If Trainspotting was the addict in full flow, seeking hit after hit, T2 is the addict in recovery; taking stock of your life and seeing whether you can move forward. Spud gradually becomes the hero of the movie, as he replaces heroin with writing stories of the gang’s early days, which in a lovely touch, are pulled almost verbatim from the original novel. This suggest not only a life outside the narrative for these characters, but hints at the life changing power of turning experience into art.

 

T2’s thesis is that we must confront the things we’ve done and the people we’ve hurt, or risk never moving past them at all. Boyle visualizes this by using brief, instinctive freeze frames when a character indulges in behavior they are in a set cycle of, such as Begbie lashing out at his lawyer or Spud taking a hit.

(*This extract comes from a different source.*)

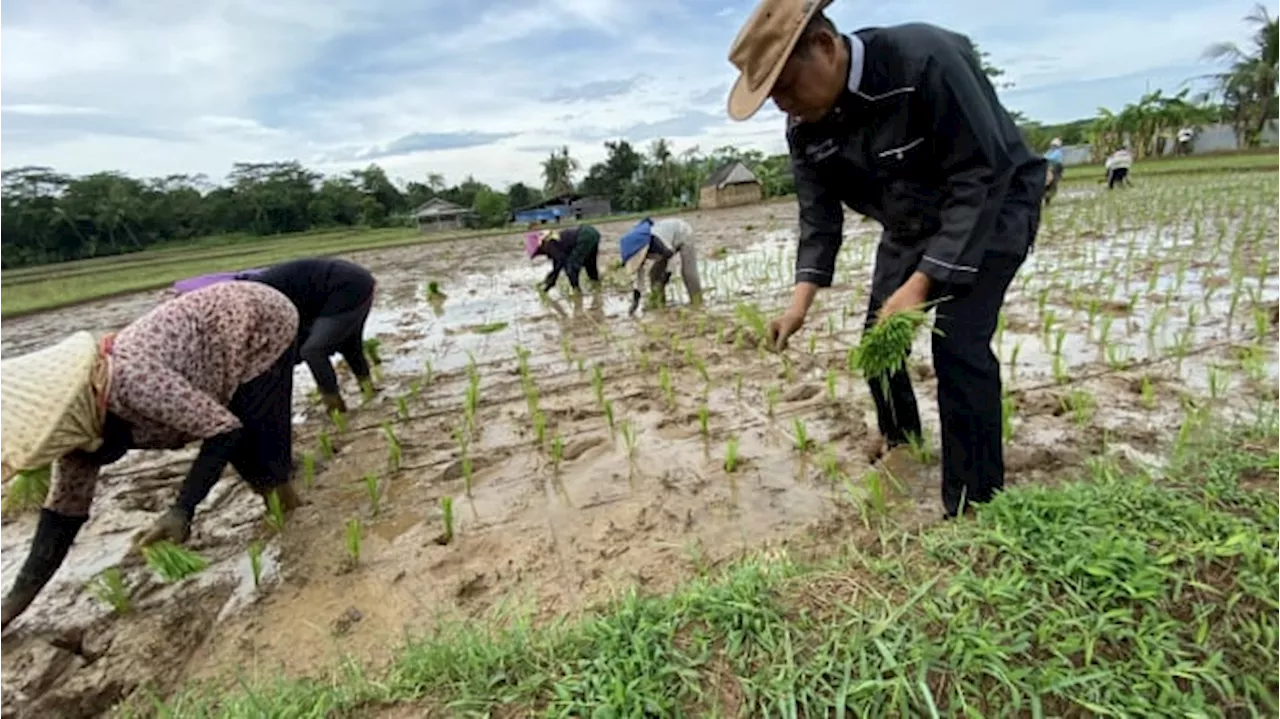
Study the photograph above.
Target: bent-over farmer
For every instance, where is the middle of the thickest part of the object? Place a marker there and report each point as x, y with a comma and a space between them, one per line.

As the narrative progresses down its path of recovery, these freeze frame morph into something of a motif; occurring during scenes of friendship and genuine emotion, suggesting the lasting benefits of reconnection.

 

Do did we really need a sequel to a twenty-year-old movie about junkies in Edinburgh? Absolutely. T2 is a vibrant and mature examination of ageing; of finding a place in the world, and more importantly, a place in your own life. It’s about nostalgia and our relationship with our own youth. It’s about the creative process and how art imitates life and life inspires art. It’s about growing up and finding what you got from your life isn’t what you wanted. It’s about the nature of friendship and how only those you grew up with can really know you. It’s about embracing change, but accepting that parts of you stay the same. It’s about not being afraid to return home, how its ok to take a step back before moving forward.

 

At the end of the movie, Renton goes to his childhood bedroom, shuts the door, and puts on a remix of Lust for Life. As he dances in the same manner as the opening of the first film, we know he’ll be ok and we will too. Things change, and the things that you thought wouldn’t change always do, and that’s ok. You’re still here, we’re still here. We’re just dancing a different beat to the same song. Looking backwards can provide new opportunities and help us process all manner of life experience. There is joy to be found in old friendships and familiar places. If a former addict can find happiness in being alive, maybe we can too.

 

T2: Trainspotting is out now on DVD and Bluray.